Tinha esse apelido por causa de um ponta-direita baixinho que jogava no Vasco naquela época.  Fora das quatro linhas, Katinha bebia que nem gente grande, só que não tinha muita resistência ao álcool e dava muita alteração. Era o tipo de bêbado chato. Na volta da excursão anterior, só parou de perturbar no ônibus quando foi nocauteado com um saco de chuteiras que devia pesar uns 50 quilos. Metido a galã com seu bigodinho bem cuidado, vivia mostrando a foto da mulher, que parecia ser uma gata. Nunca ninguém o viu com ela pessoalmente, desconfio que só tinha a foto na carteira…

Chegaram cedo, por volta das nove horas e o cunhado do Chico Sola deu as boas vindas à galera visitante. Lá pelas onze e meia, começou a ser servida uma farta feijoada. Daquelas completas… rabo, pé, orelha e o escambáu. E tome cerveja, e tome cachaça. Por volta das cinco, depois de alguns já terem dormido o sono dos justos, foram todos para o campo. O time da Zona Sul com o surrado e irrespirável uniforme vermelho e os donos da casa de verde.

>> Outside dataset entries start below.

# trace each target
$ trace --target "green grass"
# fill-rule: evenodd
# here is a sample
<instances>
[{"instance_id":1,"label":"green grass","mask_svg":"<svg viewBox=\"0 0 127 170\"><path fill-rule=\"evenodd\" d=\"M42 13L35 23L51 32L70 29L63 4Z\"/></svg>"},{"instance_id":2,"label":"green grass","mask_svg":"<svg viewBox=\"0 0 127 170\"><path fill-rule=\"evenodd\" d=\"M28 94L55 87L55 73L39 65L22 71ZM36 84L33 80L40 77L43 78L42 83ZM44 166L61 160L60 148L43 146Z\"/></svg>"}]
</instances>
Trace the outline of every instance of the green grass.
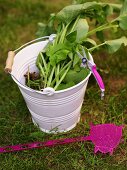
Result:
<instances>
[{"instance_id":1,"label":"green grass","mask_svg":"<svg viewBox=\"0 0 127 170\"><path fill-rule=\"evenodd\" d=\"M124 142L112 156L95 155L91 142L0 154L0 170L127 169L127 48L114 55L103 50L94 55L105 82L105 99L100 100L100 90L91 76L81 120L73 130L63 134L46 134L33 125L18 87L3 71L7 51L35 38L37 23L46 21L49 13L67 3L69 0L0 1L0 146L88 135L90 122L125 124Z\"/></svg>"}]
</instances>

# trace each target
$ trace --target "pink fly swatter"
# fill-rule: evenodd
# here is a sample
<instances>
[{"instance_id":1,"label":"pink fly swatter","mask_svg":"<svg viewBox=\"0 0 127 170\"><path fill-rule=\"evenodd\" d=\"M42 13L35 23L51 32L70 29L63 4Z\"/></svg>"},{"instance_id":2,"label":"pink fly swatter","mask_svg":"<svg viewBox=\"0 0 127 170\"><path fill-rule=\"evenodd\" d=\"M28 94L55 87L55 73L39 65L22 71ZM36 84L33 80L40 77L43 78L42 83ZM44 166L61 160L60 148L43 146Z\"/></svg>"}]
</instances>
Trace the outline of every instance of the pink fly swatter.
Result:
<instances>
[{"instance_id":1,"label":"pink fly swatter","mask_svg":"<svg viewBox=\"0 0 127 170\"><path fill-rule=\"evenodd\" d=\"M109 152L110 155L112 155L113 150L120 143L123 127L123 125L116 126L114 124L90 125L90 135L86 137L82 136L75 138L49 140L46 142L34 142L28 144L4 146L0 147L0 153L15 152L43 147L54 147L57 145L69 144L74 142L92 141L95 145L94 153L100 151L104 154Z\"/></svg>"}]
</instances>

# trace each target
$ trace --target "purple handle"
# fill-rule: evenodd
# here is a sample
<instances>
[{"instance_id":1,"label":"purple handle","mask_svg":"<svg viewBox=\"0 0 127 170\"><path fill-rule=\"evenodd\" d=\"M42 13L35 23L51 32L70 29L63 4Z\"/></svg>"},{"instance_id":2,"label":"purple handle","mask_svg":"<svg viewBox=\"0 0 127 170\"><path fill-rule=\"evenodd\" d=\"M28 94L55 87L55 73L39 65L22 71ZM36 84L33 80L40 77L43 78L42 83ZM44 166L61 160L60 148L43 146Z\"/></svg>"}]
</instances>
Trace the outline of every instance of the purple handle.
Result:
<instances>
[{"instance_id":1,"label":"purple handle","mask_svg":"<svg viewBox=\"0 0 127 170\"><path fill-rule=\"evenodd\" d=\"M104 83L103 83L103 80L102 80L100 74L97 72L96 65L93 65L91 67L91 71L92 71L92 73L93 73L93 75L94 75L94 77L95 77L101 91L104 92L105 91L105 86L104 86Z\"/></svg>"}]
</instances>

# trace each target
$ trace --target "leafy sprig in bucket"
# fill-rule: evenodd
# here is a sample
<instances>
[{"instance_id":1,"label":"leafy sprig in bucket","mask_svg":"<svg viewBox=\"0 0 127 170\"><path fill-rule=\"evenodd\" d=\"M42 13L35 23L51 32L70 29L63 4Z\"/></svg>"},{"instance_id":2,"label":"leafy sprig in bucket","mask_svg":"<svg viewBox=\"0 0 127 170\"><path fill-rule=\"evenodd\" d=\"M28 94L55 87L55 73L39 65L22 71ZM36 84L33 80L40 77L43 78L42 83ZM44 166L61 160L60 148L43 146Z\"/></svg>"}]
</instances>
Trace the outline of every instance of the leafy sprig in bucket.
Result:
<instances>
[{"instance_id":1,"label":"leafy sprig in bucket","mask_svg":"<svg viewBox=\"0 0 127 170\"><path fill-rule=\"evenodd\" d=\"M83 2L83 1L81 1ZM110 17L116 13L116 18ZM109 19L111 18L111 19ZM90 27L90 20L94 26ZM27 73L26 83L29 87L41 90L52 87L55 90L66 89L81 82L89 74L88 67L81 67L77 51L89 53L101 46L109 53L116 52L122 44L127 45L125 36L107 40L105 30L127 29L127 0L121 4L75 1L57 14L51 14L47 25L39 23L39 36L56 33L54 41L49 42L36 60L39 75L31 78ZM93 35L96 38L93 38ZM35 74L35 73L34 73Z\"/></svg>"}]
</instances>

O jogo foi meio ruim de ver, como aliás sempre acontecia. Era mais um programa humorístico que um espetáculo esportivo. Furadas, caneladas, choques de cabeça, muita reclamação e muita gargalhada, principalmente da torcida. A galera, aliás, não arredava pé, já que o isopor de cerveja fora estrategicamente colocado embaixo da pequena arquibancada. Tinha cunhada, avó, priminho e agregado torcendo a valer. Quando Katinha pegava na bola, era uma festa. Elétrico, ele tentava todo o seu repertório de jogadas, que incluía dribles esquisitos e um chute potente mas sem direção nenhuma. 

O empate de 2 a 2 estava bom pra todo mundo quando o juiz, um coroa que usava óculos fundo de garrafa, cismou de apitar um pênalti para os visitantes. Depois de muita discussão e ameças de agressão física, a marcação foi confirmada. Katinha, cheio de autoridade, tomou a bola para si.

– Eu sofri a falta, eu vou bater!

No gol, estava um tal de Pedrão, que ostentava uma tremenda barriga, turbinada ainda mais naquele dia com quatro inacreditáveis pratos de feijoada. Mastigando um fiapo de grama, Katinha tomou distância. Firmou os lábios pra cima espremendo o bigode para dentro do nariz e respirou fundo. Então, correu e deu seu chute mais potente, que ele mesmo apelidara de “varada”. Mirou no canto mas acertou no meio do gol, onde Pedrão havia permanecido já que mal conseguia se mover de tão cheio de feijão e cerveja. A bomba explodiu bem na boca do estômago, e o goleiro tombou para trás. A torcida inicialmente caiu na risada mas, quando viram que era sério, fez-se um silêncio sepulcral no campo de várzea.

– Liga pro 190! 

Vou poupar o leitor de descrições detalhadas, mas o fato é que Pedrão não se levantou mais.

No mesmo instante, a pequena torcida e os outros 21 jogadores saíram atrás do pobre Katinha como se ele tivesse feito aquilo de propósito.

– Você matou o cara, porra!

– Pega!

Katinha fugiu em disparada pelo matagal que circundava o campo e nunca mais foi visto. Nem em Friburgo, nem em seu emprego no Rio, nem em lugar nenhum. Até hoje é procurado por homicídio culposo. Pombas, Katinha era chato, mas daí a…

O pobre Pedrão foi enterrado com honras. Evitou a derrota com a própria vida. 

E nunca mais serviram feijoada antes das peladas dos paraíbas, que agora procuram um novo ponta-direita.